His friend moved out, but Ruttenberg remained there for another two weeks, until the end of his rental. He says it was “eerie and sad” but he needed someplace to live. “We didn’t reach out to Airbnb because we weren’t sure how they could help us,” he said. “I got a prompt from Airbnb afterwards to review the place but I didn’t know what to say.”

Airbnb did not find out about the incident until Newsweek wrote about it four months later. Airbnb would not offer comment on whether it does anything to ensure all of its hosts are still living. “We respect the privacy of our hosts and guests and we don’t comment on questions like these,” said a spokesperson. Maybe it thought my inquiry was just too creepy.

“Everybody dies. It’s a pervasive problem,” says Ali Lange, a policy analyst at the Center for Democracy & Technology who recently wrote about passing on your data after death (“Pro-tip: Don’t put your passwords in your will because that document will become part of the public record.”) “Tech companies are trying to get it right with data legacy.
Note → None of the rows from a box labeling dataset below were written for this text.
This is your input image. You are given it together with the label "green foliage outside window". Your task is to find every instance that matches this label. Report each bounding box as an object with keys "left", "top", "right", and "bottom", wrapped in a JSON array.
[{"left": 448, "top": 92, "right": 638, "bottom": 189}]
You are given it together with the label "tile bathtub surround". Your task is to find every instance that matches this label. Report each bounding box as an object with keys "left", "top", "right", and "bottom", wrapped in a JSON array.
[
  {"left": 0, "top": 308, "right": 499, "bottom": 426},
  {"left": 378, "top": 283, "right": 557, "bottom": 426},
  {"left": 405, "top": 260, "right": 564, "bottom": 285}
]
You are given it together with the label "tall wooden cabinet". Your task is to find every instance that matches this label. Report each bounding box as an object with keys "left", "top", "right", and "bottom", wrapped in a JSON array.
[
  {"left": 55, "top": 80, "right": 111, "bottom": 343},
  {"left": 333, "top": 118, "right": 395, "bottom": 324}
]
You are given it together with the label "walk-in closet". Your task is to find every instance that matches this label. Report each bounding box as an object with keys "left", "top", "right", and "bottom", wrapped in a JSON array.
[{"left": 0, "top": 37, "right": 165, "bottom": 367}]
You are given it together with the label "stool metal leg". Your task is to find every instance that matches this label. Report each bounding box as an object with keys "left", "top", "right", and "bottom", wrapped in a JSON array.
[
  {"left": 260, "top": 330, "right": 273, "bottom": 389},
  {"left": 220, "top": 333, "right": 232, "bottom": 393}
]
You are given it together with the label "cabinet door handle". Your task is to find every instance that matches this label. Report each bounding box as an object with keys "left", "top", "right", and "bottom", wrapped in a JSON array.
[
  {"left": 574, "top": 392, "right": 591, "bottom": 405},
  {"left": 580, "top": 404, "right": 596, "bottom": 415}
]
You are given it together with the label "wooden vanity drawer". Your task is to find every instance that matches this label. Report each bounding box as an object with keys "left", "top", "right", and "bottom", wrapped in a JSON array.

But death in the context of connected devices and the share economy hasn’t come up as much. It may be because people participating are young and are not dying yet.”

It’s not just the people that are young, it’s the companies and the “share economy” itself. They have not fully developed and their systems are still analog in many ways. Lots of Getaround car owners actually meet up with their renters to hand them their keys. Same thing with Airbnb hosts. But as these companies and their technology matures, their processes will became more automated. You’ll unlock a stranger’s door with a code or smartphone app. When the stranger’s car is a driverless one that comes to pick you up when you rent it and knows that it needs to take itself to the mechanic when it has a problem, the possibility that owners’ deaths will go unnoticed will increase.

“The Internet’s impact on mortality is still new. We’re still figuring it out,” says Chris Moreman, a philosophy professor at California State University, East Bay, and editor of the essay collection Digital Death: Mortality in the Online Age. Moreman compared the grappling of death’s affect on a person’s Internet-connected objects to zombie fiction. “In every zombie apocalypse, there’s always the question of how long the electrical grid will keep running when people aren’t around anymore. When one person dies and there are other people relying on their things, it’s a small-scale apocalypse. We see how long their things keep running without the person being there to push them forward.”

CDT’s Lange suggested that tech companies in this space should think about a service that keeps them informed about recent deaths; if they get a death notice for a user, they could take their things offline. Moreman suggested the answer might be in how companies design their systems: “How long should we program these things to run until someone needs to prompt them to keep running?”